Ranger m goes to Oregon

It is true. I am in Oregon. I am also 30. I cannot say that I feel entirely different or wiser than in my final days of 29. What I feel is a nagging pain in the side of my chest and a sense of emptiness that I have not been able to fill. I fought tooth and nail to travel to Oregon during the busy summer season, and I am thankful for the opportunity to sit by a tent in a beautiful place with little else but my imagination to put to work, my senses to open to the western wood pewee, red-naped sapsucker, black-headed grosbeak, California quail, and many other dear friends whose voices I haven’t heard since leaving/exchanging Washington for Alaska.

Do we Americans trade in places and communities like we consume material possessions? What is it that draws us to a new place? Are we trying to escape and to finally find that greener patch of metaphorical grass?

I suppose it was this way for me moving to Alaska. Though I feel heartache for pieces of the Skagit, I am not homesick. Yet while I feel safe in my haven on Same Old Road in Gustavus, I am not sure Glacier Bay is my home either.

Of one thing I am certain. I am different from the marieke who turned 29 on July 9, 2010. I have a deeper sense of self, an inner voice seeking a path to the surface and an outlet for expression. Outlets I have found in writing and music, in time spent birding and in the company of those who truly see me, see an artist and a beautiful woman, those who encourage me to find and define my own path.

The beauty of art is that it is alive in each of us. I remember a passing comment in conversation with a colleague who labeled himself as an artist because he had been to art school. The comment struck me as odd and unsettling. Many years later, I realize that such a remark and belief is a product of the narrow cultural definitions of art and artist, music and musician our western world has created. I find that I am far less interested in the art of those who talk a big talk about themselves in this vein than in true artists who simply are with humility, passion, love, and a great desire to share their art and in so doing, bring out the inner artist of those they meet along the way.

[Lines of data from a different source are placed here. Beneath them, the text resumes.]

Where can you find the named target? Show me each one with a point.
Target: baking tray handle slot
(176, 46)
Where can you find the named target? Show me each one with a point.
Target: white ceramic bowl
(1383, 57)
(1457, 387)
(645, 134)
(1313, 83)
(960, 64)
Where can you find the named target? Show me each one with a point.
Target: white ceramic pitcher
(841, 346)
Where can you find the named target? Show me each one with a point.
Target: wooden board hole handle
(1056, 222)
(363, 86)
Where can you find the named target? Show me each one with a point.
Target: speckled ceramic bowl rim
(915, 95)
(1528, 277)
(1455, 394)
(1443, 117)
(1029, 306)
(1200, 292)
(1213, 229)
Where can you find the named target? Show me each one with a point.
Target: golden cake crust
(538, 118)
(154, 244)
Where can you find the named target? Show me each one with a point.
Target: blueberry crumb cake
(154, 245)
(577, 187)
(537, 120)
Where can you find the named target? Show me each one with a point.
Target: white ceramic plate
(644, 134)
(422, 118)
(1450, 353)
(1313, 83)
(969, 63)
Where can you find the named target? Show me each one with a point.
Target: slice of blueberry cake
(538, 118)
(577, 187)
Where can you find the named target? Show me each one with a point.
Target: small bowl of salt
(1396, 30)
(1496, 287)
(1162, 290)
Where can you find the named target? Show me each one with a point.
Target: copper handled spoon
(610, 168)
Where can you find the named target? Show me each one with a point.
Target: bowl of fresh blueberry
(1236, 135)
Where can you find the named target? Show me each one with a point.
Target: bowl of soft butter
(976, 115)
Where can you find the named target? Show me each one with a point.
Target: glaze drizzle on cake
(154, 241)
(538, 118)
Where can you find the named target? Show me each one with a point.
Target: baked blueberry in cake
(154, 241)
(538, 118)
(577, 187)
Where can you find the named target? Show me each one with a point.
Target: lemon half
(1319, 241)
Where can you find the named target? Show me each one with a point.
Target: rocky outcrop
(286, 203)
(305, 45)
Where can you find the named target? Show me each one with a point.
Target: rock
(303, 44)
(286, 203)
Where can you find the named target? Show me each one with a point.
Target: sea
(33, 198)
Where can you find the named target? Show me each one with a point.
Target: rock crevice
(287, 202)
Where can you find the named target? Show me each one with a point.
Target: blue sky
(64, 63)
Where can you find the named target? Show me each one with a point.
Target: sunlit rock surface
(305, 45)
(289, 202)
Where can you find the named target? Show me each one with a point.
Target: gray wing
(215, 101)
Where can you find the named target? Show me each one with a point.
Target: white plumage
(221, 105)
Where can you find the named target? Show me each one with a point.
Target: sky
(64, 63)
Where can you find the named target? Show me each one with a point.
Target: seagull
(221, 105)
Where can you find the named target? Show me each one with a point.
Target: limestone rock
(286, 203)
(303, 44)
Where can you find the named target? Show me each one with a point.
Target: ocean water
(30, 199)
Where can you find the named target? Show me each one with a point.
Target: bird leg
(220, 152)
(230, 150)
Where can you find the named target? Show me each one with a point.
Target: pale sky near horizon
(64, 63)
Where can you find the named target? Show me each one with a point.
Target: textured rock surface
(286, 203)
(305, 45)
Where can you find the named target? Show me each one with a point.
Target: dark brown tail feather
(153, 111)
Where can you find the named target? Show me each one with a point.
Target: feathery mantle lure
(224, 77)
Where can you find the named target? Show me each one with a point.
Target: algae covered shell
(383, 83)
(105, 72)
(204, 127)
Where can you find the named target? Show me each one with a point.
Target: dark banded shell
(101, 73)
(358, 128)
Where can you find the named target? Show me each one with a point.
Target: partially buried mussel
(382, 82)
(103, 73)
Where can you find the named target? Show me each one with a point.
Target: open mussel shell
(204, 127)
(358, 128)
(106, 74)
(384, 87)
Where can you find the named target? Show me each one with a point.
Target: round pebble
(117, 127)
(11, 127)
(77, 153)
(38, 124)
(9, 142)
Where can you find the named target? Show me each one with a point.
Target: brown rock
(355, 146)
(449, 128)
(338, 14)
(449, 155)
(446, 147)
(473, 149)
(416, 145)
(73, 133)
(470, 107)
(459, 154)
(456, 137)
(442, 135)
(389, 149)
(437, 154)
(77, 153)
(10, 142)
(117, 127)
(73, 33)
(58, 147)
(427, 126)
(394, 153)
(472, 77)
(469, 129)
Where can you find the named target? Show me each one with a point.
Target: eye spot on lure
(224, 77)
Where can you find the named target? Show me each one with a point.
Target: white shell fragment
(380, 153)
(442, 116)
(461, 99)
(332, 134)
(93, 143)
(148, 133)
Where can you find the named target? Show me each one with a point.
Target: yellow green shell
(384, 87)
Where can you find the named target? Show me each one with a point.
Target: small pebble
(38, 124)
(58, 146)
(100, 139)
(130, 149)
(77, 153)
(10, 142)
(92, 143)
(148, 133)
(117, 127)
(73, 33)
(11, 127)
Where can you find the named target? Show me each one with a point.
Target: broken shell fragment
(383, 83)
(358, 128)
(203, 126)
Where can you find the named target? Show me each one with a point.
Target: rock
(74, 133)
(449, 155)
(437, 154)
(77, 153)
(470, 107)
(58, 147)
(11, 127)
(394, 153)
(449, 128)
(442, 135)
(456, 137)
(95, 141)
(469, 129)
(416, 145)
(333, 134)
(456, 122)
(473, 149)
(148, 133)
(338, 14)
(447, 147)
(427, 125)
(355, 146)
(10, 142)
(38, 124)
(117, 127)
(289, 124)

I am honored to be in the company of one such artist through the Prescott PhD program, a gentleman in my cohort who works with members of his community to bring out their inner storyteller and songwriter. Here at Fishtrap, there is a couple who owned a music store for a quarter of a century and gave it up to travel with a collection of 30 ukuleles, offering workshops to teach those who may have spent their entire lives imagining they were incapable of experiencing one of the most basic, meaningful facets of human existence—music.

Are you an artist if you write and publish a novel or record an album of songs? Perhaps. However, I am more interested in reading between the lines.

If you haven’t wailed lately, you might want to step outside and offer up a good, long howl at the moon. You never know where it might take you.